Oblivion: In a lot of ways our band is defined by our limitations. We have made music for 15 years, just the two of us with the same producer. But every time we make something new and interesting and all the things we think of as roadblocks help to provide a framework for what we do.

You released 'Host B-Sides & Remixes' in 2022, two years after 'Host.' Are there outtakes, or planned remixes, that are planned for this album too?

Follin: Definitely. 100 percent, we will be having something, but I'm not saying.

Oblivion: It's been really fun with the last few albums to put out songs that showed what would have happened if we went in a different direction. Sharing that part of the process with listeners has been fun.

You have a huge schedule of touring. Tell me about the plans and how you mentally and physically endure all the travel and performances. Does it get easier the more you do it?

Follin: No. Every single night, even if we're in the middle of nowhere, whether there's 15 people or 1000, I almost have a heart attack before walking on stage each night. You're crammed in a box with 7 people every night, there's a lot of emotions…

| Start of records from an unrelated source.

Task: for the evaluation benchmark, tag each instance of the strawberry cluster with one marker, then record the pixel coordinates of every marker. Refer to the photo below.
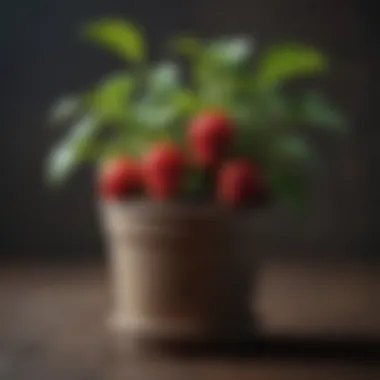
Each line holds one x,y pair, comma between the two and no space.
162,169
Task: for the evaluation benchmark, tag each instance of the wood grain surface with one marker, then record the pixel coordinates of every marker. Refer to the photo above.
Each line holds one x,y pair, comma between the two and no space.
318,321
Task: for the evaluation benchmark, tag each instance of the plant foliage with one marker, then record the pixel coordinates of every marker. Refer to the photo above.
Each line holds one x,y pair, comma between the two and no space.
144,102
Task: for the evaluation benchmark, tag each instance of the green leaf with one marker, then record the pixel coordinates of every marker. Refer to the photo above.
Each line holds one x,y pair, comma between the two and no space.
163,79
293,152
186,45
230,52
119,36
288,61
71,151
111,98
317,112
65,109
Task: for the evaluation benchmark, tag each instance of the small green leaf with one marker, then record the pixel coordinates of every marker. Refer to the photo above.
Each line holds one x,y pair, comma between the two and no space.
289,61
111,98
230,52
70,152
186,45
65,109
119,36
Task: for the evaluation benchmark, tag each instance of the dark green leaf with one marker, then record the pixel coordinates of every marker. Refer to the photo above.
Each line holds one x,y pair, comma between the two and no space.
290,189
293,151
65,109
229,52
289,61
186,45
110,100
119,36
163,79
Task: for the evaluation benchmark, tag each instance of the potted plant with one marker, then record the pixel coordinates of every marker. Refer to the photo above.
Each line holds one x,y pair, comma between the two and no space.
179,160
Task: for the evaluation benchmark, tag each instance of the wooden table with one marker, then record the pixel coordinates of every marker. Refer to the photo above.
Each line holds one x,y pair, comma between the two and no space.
319,321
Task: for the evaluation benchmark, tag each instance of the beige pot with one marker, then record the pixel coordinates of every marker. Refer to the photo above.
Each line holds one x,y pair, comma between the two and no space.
174,272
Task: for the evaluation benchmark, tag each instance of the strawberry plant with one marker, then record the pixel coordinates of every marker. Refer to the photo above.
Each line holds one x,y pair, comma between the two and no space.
227,128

Oblivion: …and something is always breaking at soundcheck, it's like arghhhh! It's really hard, but when we put out Host and we didn't get to tour for two years, we missed that connection. The feeling of sharing your music with people allows us to move past it and get into something new. It's a big part of our personal growth and experience. We love touring.

Follin: In normal daily life, we hang out together. We hang out on weekends. It's not a forced thing. It feels so good to meet fans every single night, too, and hearing stories of how you affected somebody's life.

Most of the tracks on this album fall at around the three minute mark, and many end quite abruptly without fading out or dwindling down. Was that a deliberate strategy, and then why did "Hung The Moon" require that extended time as the finale?

Oblivion: It's verse-chorus-verse-chorus-bridge-chorus and you're done in three minutes!

Follin: Brian is very concerned about time, and I don't think it matters. I like shorter, he likes longer. We're compromising.

Oblivion: "Hung The Moon" is the big epic ballad that ends the record. We have had one on every record, it always ends with a big power ballad. In a storytelling way, that's the only ending that makes sense to us, a melancholy resolution. I love that song because it starts off as a sweet love song then it gets tense and spooky towards the end, but the lyrics stay really loving. It's that transition between the rush of an initial relationship and then the long game, where it's sweet and delicate, but it's also real life, so you're afraid that you'll lose things and you're trying to hold on to that original thing. So, the album ends on a bittersweet note.